Et l’on reprit la direction de l’est. Ce furent encore deux heures d’une ascension effrayante. On montait toujours pour atteindre les dernières sommités de la montagne.
La raréfaction de l’air produisait cette oppression douloureuse connue sous le nom de «puna». Le sang suintait à travers les gencives et les lèvres par défaut d’équilibre, et peut-être aussi sous l’influence des neiges, qui à une grande hauteur vicient évidemment l’atmosphère.
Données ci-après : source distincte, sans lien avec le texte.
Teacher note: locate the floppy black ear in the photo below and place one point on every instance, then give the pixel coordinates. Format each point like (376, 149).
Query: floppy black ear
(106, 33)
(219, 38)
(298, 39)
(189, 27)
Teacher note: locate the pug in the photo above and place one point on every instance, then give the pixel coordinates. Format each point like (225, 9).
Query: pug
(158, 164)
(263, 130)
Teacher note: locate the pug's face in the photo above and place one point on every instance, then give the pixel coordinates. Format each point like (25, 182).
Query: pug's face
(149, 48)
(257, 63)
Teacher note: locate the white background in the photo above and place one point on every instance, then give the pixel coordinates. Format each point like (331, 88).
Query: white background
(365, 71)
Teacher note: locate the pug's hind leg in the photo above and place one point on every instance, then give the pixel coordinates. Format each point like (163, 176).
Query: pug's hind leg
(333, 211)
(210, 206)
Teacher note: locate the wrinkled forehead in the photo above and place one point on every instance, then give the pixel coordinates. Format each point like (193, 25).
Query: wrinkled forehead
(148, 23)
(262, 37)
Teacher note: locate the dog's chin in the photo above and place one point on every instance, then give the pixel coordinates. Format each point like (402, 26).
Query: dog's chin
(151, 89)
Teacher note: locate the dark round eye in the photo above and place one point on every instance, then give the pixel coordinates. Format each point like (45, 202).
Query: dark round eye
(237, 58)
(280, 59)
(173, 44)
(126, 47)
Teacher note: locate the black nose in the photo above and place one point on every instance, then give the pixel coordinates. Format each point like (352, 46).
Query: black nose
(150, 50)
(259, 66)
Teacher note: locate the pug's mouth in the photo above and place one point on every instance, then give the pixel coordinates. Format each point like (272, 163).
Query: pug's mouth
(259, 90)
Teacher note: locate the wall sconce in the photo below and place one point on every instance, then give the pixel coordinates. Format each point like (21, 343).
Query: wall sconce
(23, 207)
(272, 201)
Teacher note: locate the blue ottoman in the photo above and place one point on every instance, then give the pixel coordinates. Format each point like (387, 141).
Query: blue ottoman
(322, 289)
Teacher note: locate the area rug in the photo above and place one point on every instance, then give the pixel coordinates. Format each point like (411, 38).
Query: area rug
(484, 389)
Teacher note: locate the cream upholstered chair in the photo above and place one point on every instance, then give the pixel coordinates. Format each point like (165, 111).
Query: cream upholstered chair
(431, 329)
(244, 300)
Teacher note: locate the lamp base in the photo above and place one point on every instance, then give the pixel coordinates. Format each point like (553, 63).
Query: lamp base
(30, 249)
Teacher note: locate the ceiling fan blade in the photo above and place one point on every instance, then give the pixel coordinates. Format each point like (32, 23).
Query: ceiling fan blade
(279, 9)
Il fallait suppléer au défaut de sa densité par des inspirations fréquentes, et activer ainsi la circulation, ce qui fatiguait non moins que la réverbération des rayons du soleil sur les plaques de neige. Quelle que fût la volonté de ces hommes courageux, le moment vint donc où les plus vaillants défaillirent, et le vertige, ce terrible mal des montagnes, détruisit non seulement leurs forces physiques, mais aussi leur énergie morale. On ne lutte pas impunément contre des fatigues de ce genre. Bientôt les chutes devinrent fréquentes, et ceux qui tombaient n’avançaient qu’en se traînant sur les genoux.
Or, l’épuisement allait mettre un terme à cette ascension trop prolongée, et Glenarvan ne considérait pas sans terreur l’immensité des neiges, le froid dont elles imprégnaient cette région funeste, l’ombre qui montait vers ces cimes désolées, le défaut d’abri pour la nuit, quand le major l’arrêta, et d’un ton calme:
«Une hutte», dit-il.
Chapitre XIII Descente de la cordillère
Tout autre que Mac Nabbs eût passé cent fois à côté, autour, au-dessus même de cette hutte, sans en soupçonner l’existence. Une extumescence du tapis de neige la distinguait à peine des rocs environnants. Il fallut la déblayer. Après une demi-heure d’un travail opiniâtre, Wilson et Mulrady eurent dégagé l’entrée de la «casucha». Et la petite troupe s’y blottit avec empressement.
Cette casucha, construite par les indiens, était faite «d’adobes», espèce de briques cuites au soleil; elle avait la forme d’un cube de douze pieds sur chaque face, et se dressait au sommet d’un bloc de basalte. Un escalier de pierre conduisait à la porte, seule ouverture de la cahute, et, quelque étroite qu’elle fût, les ouragans, la neige ou la grêle, savaient bien s’y frayer un passage, lorsque les temporales les déchaînaient dans la montagne.
Dix personnes pouvaient aisément y tenir place, et si ses murs n’eussent pas été suffisamment étanches dans la saison des pluies, à cette époque du moins ils garantissaient à peu près contre un froid intense que le thermomètre portait à dix degrés au-dessous de zéro. D’ailleurs, une sorte de foyer avec tuyau de briques fort mal rejointoyées permettait d’allumer du feu et de combattre efficacement la température extérieure.
«Voilà un gîte suffisant, dit Glenarvan, s’il n’est pas confortable. La providence nous y a conduits, et nous ne pouvons faire moins que de l’en remercier.
—Comment donc, répondit Paganel, mais c’est un palais! Il n’y manque que des factionnaires et des courtisans. Nous serons admirablement ici.